The dream of working in the veterinary field often begins with a child’s first pet. Pursuing a career as a vet tech or a vet nurse is the popular alternative for those animal lovers with limited time or limited finances. A career as a vet tech or vet nurse provides an ever-changing work environment and the opportunity to work closely with animals in a team-based work atmosphere.
Debate over the Correct Title
The terms vet tech and vet nurse, at this stage, are entirely interchangeable, but things may be changing. According to the National Association of Veterinary Technicians in America (NAVTA), a debate about whether or not the title of technician is more appropriate than nurse extends across the United States. To that end, NAVTA has introduced
The National Credential Initiative
- The goal of the initiative is to standardize the credential for our profession in terms of credentialing requirements, title, and scope of practice throughout the nation.
- A standardized title should be used in all 50 states; in addition, a standard should be set in all 50 states for maintenance of credentials
- A standardized credential will unify the profession and grow professional recognition
- The veterinary consumer needs to understand what credentialed veterinary technicians/nurses do on a daily basis in regards to patient care
- Pet owners are demanding qualified veterinary nursing personnel, which leads to consumer protection and patient care
Veterinary Tech (Nurse)
The term vet tech refers to either a vet technologist or vet technician. There is very little difference between the two jobs as they both perform many of the same duties. Most technicians work within a privately owned clinic, while technologists have the option to work in more research-based facilities.

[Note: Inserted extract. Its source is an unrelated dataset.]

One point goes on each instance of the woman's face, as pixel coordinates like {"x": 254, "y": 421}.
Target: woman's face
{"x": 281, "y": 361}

Role of a Clinical Vet Tech/Nurse
Vet techs must work under the direct supervision of a fully licensed veterinarian within a clinic or hospital. According to the Bureau of Labor Statistics, those working in a clinic or animal hospital perform such duties as medical data recording, radiology, drawing blood, urine analysis, etc. In some practices the more seasoned vet tech is trained in and charged with client communication. Vet techs generally work with small animals, such as cats, dogs, birds and mice, but may also work on larger animals, such as sheep, pigs and monkeys.
Role of a Research Facility Vet Tech/Nurse
Vet nurses/techs qualified to work in a research facility must also work under the supervision of a fully licensed veterinarian. This position requires more accountability and may include administering medication, preparing for lab exams, recording and analyzing animal pedigree, prepping for operations and performing euthanization.
Schooling, Training and Opportunity
Vet techs/nurses complete a science-focused education. Career candidates should enroll in as many science and biology courses as possible prior to entering a vet tech/nurse program. NAVTA reports “There are over 230 AVMA accredited Veterinary Technology Programs located around the United States. You can earn either an Associate Degree, which takes 2 years or a Bachelor’s Degree, which takes 4 years at the various community colleges, colleges and universities offering a veterinary technology program.” Advancement opportunities include additional responsibilities and the possibility of supervisory positions.